In terms of netiquette like Twittering during meetings, I believe that all bets are off when the convener selects his or her attendees. If you know me, you know I'm an avid tweeter. If I see I'm being ambushed in a meeting, I'll call for reinforcements via Twitter. Confidentiality needs to be spelled out and agreed upon up front if the meeting's proceedings are sensitive. This is a lot easier in government meetings as most of those end up being "for official use only."

I actually work with a lot of younger folks who are wedded to their mobile devices. They bring them everywhere. And they are able to multitask in such a way using those mobile devices, that their participation in physical events (like meetings) is not impacted negatively.

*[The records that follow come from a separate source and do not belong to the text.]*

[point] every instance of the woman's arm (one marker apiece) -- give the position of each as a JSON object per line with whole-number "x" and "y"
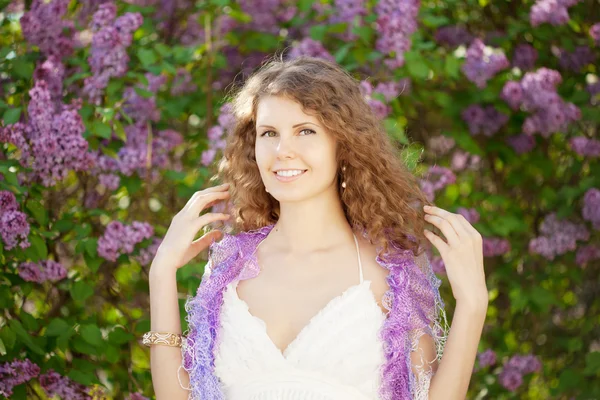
{"x": 164, "y": 312}
{"x": 452, "y": 374}
{"x": 452, "y": 378}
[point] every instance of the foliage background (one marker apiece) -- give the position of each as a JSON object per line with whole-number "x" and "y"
{"x": 113, "y": 114}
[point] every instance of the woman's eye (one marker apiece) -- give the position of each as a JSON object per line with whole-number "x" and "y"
{"x": 266, "y": 133}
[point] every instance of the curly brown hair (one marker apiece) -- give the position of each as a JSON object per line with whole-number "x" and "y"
{"x": 382, "y": 196}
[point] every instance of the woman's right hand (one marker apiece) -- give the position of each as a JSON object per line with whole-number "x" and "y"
{"x": 178, "y": 246}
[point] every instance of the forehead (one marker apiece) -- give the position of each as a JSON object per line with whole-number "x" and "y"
{"x": 275, "y": 110}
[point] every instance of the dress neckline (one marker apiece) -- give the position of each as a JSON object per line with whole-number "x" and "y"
{"x": 253, "y": 258}
{"x": 333, "y": 304}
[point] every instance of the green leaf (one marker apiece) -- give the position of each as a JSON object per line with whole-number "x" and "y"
{"x": 144, "y": 92}
{"x": 452, "y": 66}
{"x": 39, "y": 246}
{"x": 102, "y": 130}
{"x": 80, "y": 345}
{"x": 57, "y": 327}
{"x": 91, "y": 334}
{"x": 63, "y": 225}
{"x": 29, "y": 321}
{"x": 93, "y": 263}
{"x": 11, "y": 116}
{"x": 416, "y": 65}
{"x": 147, "y": 56}
{"x": 25, "y": 337}
{"x": 112, "y": 354}
{"x": 592, "y": 363}
{"x": 8, "y": 336}
{"x": 38, "y": 211}
{"x": 119, "y": 336}
{"x": 80, "y": 291}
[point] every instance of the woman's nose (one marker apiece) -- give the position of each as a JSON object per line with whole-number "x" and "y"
{"x": 285, "y": 147}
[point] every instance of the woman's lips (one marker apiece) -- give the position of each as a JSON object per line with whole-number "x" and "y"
{"x": 288, "y": 178}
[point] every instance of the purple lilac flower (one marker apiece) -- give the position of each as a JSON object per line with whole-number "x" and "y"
{"x": 493, "y": 247}
{"x": 482, "y": 63}
{"x": 524, "y": 57}
{"x": 594, "y": 90}
{"x": 525, "y": 364}
{"x": 462, "y": 160}
{"x": 310, "y": 47}
{"x": 14, "y": 373}
{"x": 147, "y": 255}
{"x": 56, "y": 385}
{"x": 470, "y": 214}
{"x": 121, "y": 239}
{"x": 143, "y": 109}
{"x": 510, "y": 379}
{"x": 585, "y": 147}
{"x": 536, "y": 93}
{"x": 577, "y": 59}
{"x": 453, "y": 36}
{"x": 591, "y": 207}
{"x": 396, "y": 22}
{"x": 586, "y": 254}
{"x": 14, "y": 229}
{"x": 350, "y": 12}
{"x": 521, "y": 143}
{"x": 52, "y": 71}
{"x": 484, "y": 120}
{"x": 557, "y": 237}
{"x": 43, "y": 25}
{"x": 183, "y": 83}
{"x": 208, "y": 156}
{"x": 136, "y": 396}
{"x": 552, "y": 11}
{"x": 109, "y": 48}
{"x": 267, "y": 15}
{"x": 595, "y": 33}
{"x": 8, "y": 202}
{"x": 45, "y": 270}
{"x": 487, "y": 358}
{"x": 436, "y": 179}
{"x": 51, "y": 142}
{"x": 441, "y": 145}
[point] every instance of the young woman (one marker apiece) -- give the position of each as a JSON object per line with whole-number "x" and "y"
{"x": 325, "y": 291}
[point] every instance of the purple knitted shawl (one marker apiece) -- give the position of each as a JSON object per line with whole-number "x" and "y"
{"x": 413, "y": 302}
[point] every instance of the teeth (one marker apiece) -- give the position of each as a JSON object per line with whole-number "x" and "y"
{"x": 290, "y": 172}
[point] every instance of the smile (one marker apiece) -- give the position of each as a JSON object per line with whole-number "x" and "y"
{"x": 289, "y": 176}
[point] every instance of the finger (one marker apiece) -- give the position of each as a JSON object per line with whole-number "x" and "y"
{"x": 201, "y": 202}
{"x": 457, "y": 221}
{"x": 446, "y": 227}
{"x": 202, "y": 243}
{"x": 213, "y": 189}
{"x": 437, "y": 241}
{"x": 209, "y": 218}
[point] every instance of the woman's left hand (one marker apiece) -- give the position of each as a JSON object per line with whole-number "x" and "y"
{"x": 462, "y": 255}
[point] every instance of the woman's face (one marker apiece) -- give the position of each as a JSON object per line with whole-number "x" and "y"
{"x": 289, "y": 139}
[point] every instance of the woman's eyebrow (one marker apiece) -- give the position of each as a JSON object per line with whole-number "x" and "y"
{"x": 295, "y": 126}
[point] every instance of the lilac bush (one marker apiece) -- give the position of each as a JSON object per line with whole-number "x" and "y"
{"x": 115, "y": 112}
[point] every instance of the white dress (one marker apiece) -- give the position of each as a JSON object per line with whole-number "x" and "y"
{"x": 337, "y": 355}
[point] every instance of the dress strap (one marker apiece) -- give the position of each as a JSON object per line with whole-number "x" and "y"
{"x": 358, "y": 253}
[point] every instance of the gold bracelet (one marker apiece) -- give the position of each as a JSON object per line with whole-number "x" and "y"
{"x": 166, "y": 338}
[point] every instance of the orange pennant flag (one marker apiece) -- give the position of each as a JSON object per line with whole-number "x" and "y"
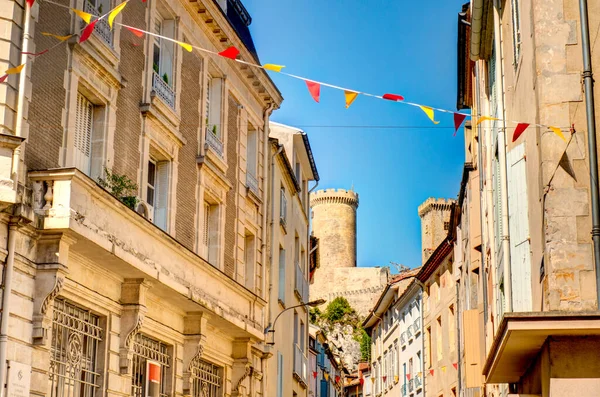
{"x": 15, "y": 70}
{"x": 558, "y": 132}
{"x": 273, "y": 67}
{"x": 61, "y": 38}
{"x": 87, "y": 17}
{"x": 350, "y": 97}
{"x": 484, "y": 118}
{"x": 186, "y": 46}
{"x": 113, "y": 14}
{"x": 429, "y": 112}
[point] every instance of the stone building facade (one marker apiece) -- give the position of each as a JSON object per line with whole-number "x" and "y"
{"x": 334, "y": 225}
{"x": 166, "y": 297}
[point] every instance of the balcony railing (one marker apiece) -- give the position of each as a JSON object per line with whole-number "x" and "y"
{"x": 300, "y": 284}
{"x": 102, "y": 29}
{"x": 300, "y": 364}
{"x": 214, "y": 142}
{"x": 163, "y": 90}
{"x": 252, "y": 183}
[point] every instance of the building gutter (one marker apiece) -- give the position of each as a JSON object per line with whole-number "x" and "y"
{"x": 588, "y": 82}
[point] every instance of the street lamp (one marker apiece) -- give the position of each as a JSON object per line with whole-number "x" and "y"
{"x": 270, "y": 331}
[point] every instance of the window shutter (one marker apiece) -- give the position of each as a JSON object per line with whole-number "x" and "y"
{"x": 162, "y": 195}
{"x": 83, "y": 134}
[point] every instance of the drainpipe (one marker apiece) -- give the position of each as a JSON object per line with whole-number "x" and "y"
{"x": 588, "y": 81}
{"x": 7, "y": 288}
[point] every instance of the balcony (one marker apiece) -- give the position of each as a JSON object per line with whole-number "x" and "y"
{"x": 163, "y": 90}
{"x": 102, "y": 29}
{"x": 214, "y": 143}
{"x": 251, "y": 183}
{"x": 300, "y": 284}
{"x": 127, "y": 244}
{"x": 300, "y": 365}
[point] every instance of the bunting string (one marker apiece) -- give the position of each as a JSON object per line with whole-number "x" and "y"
{"x": 232, "y": 53}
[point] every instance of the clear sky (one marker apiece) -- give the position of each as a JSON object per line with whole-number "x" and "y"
{"x": 376, "y": 46}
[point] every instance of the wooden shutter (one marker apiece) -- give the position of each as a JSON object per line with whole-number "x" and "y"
{"x": 83, "y": 134}
{"x": 162, "y": 195}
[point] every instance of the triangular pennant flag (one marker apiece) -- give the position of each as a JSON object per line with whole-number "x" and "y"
{"x": 15, "y": 70}
{"x": 458, "y": 119}
{"x": 350, "y": 97}
{"x": 393, "y": 97}
{"x": 484, "y": 118}
{"x": 186, "y": 46}
{"x": 273, "y": 67}
{"x": 558, "y": 132}
{"x": 565, "y": 164}
{"x": 87, "y": 17}
{"x": 519, "y": 129}
{"x": 135, "y": 31}
{"x": 87, "y": 32}
{"x": 113, "y": 14}
{"x": 230, "y": 52}
{"x": 61, "y": 38}
{"x": 429, "y": 112}
{"x": 314, "y": 89}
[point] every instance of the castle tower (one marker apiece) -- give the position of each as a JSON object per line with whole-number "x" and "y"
{"x": 334, "y": 224}
{"x": 435, "y": 222}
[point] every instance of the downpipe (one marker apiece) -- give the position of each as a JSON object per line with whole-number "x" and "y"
{"x": 588, "y": 82}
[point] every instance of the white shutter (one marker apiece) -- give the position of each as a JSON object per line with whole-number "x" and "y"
{"x": 520, "y": 253}
{"x": 83, "y": 134}
{"x": 162, "y": 195}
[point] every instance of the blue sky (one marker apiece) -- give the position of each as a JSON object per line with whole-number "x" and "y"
{"x": 376, "y": 46}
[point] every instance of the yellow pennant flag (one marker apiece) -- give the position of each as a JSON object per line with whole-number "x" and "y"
{"x": 429, "y": 112}
{"x": 558, "y": 132}
{"x": 273, "y": 67}
{"x": 484, "y": 118}
{"x": 113, "y": 14}
{"x": 186, "y": 46}
{"x": 350, "y": 97}
{"x": 61, "y": 38}
{"x": 15, "y": 70}
{"x": 87, "y": 17}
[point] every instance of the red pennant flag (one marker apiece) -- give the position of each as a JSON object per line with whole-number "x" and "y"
{"x": 458, "y": 119}
{"x": 314, "y": 89}
{"x": 87, "y": 32}
{"x": 393, "y": 97}
{"x": 136, "y": 32}
{"x": 230, "y": 52}
{"x": 519, "y": 129}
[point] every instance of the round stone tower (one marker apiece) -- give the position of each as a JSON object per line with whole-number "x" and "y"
{"x": 334, "y": 224}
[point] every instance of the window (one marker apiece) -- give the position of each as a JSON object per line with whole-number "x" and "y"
{"x": 76, "y": 335}
{"x": 157, "y": 191}
{"x": 207, "y": 379}
{"x": 151, "y": 361}
{"x": 209, "y": 247}
{"x": 282, "y": 207}
{"x": 281, "y": 285}
{"x": 88, "y": 140}
{"x": 250, "y": 261}
{"x": 516, "y": 24}
{"x": 163, "y": 60}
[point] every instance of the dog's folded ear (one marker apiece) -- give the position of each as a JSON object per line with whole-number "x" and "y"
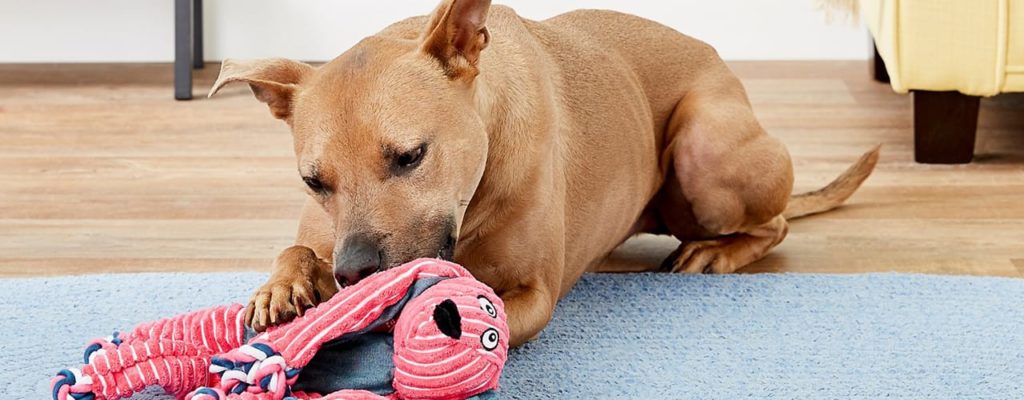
{"x": 457, "y": 35}
{"x": 273, "y": 81}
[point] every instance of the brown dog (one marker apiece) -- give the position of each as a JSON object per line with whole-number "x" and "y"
{"x": 537, "y": 146}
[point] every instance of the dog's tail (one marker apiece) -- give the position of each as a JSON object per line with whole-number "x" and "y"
{"x": 836, "y": 192}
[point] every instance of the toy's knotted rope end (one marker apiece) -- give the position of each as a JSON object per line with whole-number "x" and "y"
{"x": 100, "y": 346}
{"x": 254, "y": 368}
{"x": 72, "y": 385}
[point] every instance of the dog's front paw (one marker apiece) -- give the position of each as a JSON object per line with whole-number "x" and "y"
{"x": 300, "y": 281}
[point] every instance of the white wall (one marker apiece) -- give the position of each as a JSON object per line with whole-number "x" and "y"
{"x": 109, "y": 31}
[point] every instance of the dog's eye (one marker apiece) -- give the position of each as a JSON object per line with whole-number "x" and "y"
{"x": 489, "y": 339}
{"x": 314, "y": 184}
{"x": 410, "y": 160}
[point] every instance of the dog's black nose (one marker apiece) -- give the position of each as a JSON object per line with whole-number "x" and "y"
{"x": 357, "y": 257}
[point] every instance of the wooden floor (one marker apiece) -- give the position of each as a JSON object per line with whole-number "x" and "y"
{"x": 101, "y": 171}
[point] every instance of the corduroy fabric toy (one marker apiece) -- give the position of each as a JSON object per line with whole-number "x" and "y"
{"x": 449, "y": 331}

It's not necessarily impacted positively either ("That's so RUDE!"), but I find it interesting and notable that there is this whole new work culture springing up amongst younger employees where multitasking between virtual and physical environs is both possible and acceptable.

Cory O'Connor

I am a hypocrite.

As a professor of Advertising, PR, Marketing, and Social Media, I have a no cell phone/no lap top policy in all my classes. Even Internet Communications. Because I instruct using the Socratic Method I have no tolerance for students surfing the Net or reading e-mails while their classmates contribute to the classroom discussion.

That said, I am usually one of a half dozen or so faculty members who use laptops and iPhones during our weekly faculty meeting.


Now that this is out in the open, I'm sure my karma will catch up with me.

Big time.


As a meeting organizer, it's essential to make sure the meeting has a purpose, an agenda and specified outcomes that way individuals are engaged and not tempted to conduct other activities.

As meeting attendees, we should provide others the courtesy we would want those folks to give us if the roles were reversed.

Mobile devices are wonderful business tools, but aren't an excuse for rudeness.

Tony Law

All the above is good stuff but here's a bit of a contrary point, perhaps specific to those larger meetings.

Some years ago, the team I was in undertook a Belbin Team Roles analysis (http://www.belbin.com/). I came out as a "Plant", which sounded rather discouraging.

Typical Plant behaviour is to detach from a topic and pursue your own thought line (and these days that might involve surfing or sending a message or two). Then come back "online"; the new thought can be (though not guaranteed!) a really creative way to redirect the effort of the team, to cut through a problem, or just to summarise.

When this was described to me, I recognised it as something I do, which friends and colleagues have commented on.

It does require abstraction from the current topic, but it is still relevant to the purpose. However, from the outside, it can look the same as doing your (unrelated) email. If you've got a Plant in your meeting, be aware!

Rick Quinn

great topic. I always keep my iphone with me and it is always on. I have a rule that my organization and clients respect. If you call my cell phone during normal business hours, i expect it is an emergency and needs to be addressed. I will answer it (assuming I am not already on the phone). I agree with some of the previous comments. put these on silent mode and stick them in your pocket. If someone needs you, they will call you or send a text. don't check your emails during a meeting.